Theo Hobson Theo Hobson

The C of E should follow John Milton’s lead

Milton was a great poet but an even greater theologian, says Theo Hobson. His vision of tolerant Christian liberalism should be our template for the future

issue 20 December 2008

It’s the debate of our day, the meta-debate if you like. It unites the issues of Muslim extremism, creationism, irritable atheism, faith schools, Britishness, the future of the monarchy, Sarah Palin, Ruth Kelly: all the juiciest talking points. The radio show The Moral Maze seems to return to it with increasing frequency: Michael Buerk has developed a special sort of quizzical-weary tone with which to pick at its entrails. I’m talking, of course, about the Place-of-Religion-in-Public-Life debate.

This is a debate that’s gradually turning into a culture war: over the past few years we’ve seen both sides digging deeper in, and the middle ground becoming less habitable.

How can this slide towards cultural division be halted? What public intellectual can help, even a bit? Rowan Williams maybe? Well, his thoughts on the issue will satisfy some of us, just as Dawkins’s thoughts will satisfy others.
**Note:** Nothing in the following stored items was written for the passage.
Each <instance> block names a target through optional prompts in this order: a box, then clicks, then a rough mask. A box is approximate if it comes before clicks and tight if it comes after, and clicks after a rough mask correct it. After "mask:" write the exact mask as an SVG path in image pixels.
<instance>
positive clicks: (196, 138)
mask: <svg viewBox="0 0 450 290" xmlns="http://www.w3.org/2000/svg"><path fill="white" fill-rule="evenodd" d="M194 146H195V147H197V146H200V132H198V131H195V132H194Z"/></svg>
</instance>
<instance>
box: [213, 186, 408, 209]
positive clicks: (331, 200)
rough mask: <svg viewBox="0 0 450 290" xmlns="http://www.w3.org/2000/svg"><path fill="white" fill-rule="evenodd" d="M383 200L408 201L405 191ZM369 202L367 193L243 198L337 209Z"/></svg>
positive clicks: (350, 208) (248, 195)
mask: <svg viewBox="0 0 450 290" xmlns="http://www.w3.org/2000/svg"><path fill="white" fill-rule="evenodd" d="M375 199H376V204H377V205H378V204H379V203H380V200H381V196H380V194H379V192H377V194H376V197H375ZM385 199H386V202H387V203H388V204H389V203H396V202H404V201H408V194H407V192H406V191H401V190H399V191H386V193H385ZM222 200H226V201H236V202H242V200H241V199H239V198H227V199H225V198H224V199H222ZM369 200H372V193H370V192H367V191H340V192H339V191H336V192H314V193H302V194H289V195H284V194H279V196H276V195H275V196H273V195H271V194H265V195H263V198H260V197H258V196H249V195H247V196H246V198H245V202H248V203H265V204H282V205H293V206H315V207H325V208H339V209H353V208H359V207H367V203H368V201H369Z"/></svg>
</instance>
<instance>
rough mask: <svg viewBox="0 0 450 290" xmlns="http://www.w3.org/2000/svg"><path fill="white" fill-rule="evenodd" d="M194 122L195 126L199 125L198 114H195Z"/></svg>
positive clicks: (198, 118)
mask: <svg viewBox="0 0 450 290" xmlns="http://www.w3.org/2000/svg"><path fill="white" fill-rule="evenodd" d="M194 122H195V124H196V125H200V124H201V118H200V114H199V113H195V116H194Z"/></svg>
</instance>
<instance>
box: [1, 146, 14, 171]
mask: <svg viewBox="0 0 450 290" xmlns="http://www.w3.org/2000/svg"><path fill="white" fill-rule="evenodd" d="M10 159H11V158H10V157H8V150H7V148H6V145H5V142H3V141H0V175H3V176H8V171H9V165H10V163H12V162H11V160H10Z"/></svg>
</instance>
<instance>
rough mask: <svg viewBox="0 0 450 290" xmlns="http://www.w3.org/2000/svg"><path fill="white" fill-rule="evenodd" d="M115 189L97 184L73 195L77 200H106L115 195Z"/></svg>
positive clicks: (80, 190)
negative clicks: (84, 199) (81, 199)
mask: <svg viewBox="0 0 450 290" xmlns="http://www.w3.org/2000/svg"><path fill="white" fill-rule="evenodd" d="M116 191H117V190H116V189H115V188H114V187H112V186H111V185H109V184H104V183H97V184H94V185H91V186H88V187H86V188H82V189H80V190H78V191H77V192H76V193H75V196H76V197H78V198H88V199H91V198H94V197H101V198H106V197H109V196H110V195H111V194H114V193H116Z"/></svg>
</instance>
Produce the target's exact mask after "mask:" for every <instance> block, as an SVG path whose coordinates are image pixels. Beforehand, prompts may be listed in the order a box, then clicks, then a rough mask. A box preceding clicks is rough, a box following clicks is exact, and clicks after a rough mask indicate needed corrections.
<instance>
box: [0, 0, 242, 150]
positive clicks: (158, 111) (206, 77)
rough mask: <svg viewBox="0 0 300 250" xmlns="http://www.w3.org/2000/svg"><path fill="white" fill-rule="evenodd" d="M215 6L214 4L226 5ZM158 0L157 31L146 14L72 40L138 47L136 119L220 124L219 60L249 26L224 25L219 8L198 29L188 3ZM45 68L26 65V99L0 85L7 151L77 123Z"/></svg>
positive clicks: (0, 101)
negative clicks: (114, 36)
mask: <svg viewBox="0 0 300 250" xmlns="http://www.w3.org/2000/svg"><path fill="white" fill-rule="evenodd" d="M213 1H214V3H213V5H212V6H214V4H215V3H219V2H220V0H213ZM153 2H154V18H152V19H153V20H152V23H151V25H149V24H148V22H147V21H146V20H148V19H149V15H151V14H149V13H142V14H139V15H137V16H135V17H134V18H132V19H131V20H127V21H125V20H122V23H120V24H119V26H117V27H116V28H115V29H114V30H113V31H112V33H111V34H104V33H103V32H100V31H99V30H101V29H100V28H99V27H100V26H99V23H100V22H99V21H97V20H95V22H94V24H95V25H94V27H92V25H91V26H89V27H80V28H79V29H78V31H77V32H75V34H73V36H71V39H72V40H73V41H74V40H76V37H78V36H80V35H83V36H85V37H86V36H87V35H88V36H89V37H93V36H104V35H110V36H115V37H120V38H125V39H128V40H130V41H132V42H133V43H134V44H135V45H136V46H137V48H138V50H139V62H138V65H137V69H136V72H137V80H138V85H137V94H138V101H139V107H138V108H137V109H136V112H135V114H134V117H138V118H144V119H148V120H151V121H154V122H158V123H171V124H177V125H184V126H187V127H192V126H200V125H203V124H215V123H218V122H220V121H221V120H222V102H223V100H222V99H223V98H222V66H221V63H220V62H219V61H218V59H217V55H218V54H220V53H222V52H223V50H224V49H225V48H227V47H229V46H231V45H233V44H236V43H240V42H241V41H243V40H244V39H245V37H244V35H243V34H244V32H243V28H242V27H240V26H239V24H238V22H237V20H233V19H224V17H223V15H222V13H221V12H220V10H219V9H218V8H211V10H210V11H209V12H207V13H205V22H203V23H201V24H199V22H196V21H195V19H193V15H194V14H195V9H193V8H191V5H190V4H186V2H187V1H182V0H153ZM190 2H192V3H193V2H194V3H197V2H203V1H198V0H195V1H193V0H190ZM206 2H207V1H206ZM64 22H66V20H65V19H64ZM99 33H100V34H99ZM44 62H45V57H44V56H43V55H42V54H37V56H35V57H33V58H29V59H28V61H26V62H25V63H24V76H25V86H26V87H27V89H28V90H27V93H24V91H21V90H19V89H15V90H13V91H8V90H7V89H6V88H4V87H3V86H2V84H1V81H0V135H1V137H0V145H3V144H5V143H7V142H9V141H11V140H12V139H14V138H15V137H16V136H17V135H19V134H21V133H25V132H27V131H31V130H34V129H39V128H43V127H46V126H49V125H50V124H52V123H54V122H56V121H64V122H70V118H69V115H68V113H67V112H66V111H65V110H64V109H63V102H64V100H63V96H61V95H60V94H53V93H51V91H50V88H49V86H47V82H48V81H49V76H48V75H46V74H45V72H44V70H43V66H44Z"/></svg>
Is this inevitable? Is there no one who can take us beyond this sterile clash of religion versus secularism, and help us to see ourselves afresh?

We must seek to understand how our tradition of Christian-based liberalism arose, in order to see how it may be renewed. I think that the best guide to our ideological origins is John Milton. If only he were alive now, for he’s exactly what we need. The wonder is that we’re so slow to see it. Even though it’s his fourth centenary this year, and there’s an excuse to focus on him, his relevance has been missed. No one has quite noticed that he is the post-9/11 visionary we need.

Why him? Unlike any more recent thinker, he is able to speak to both sides of our divided soul, for he fuses two seemingly contradictory truths: we are a Christian nation, and we are the pioneers of liberty.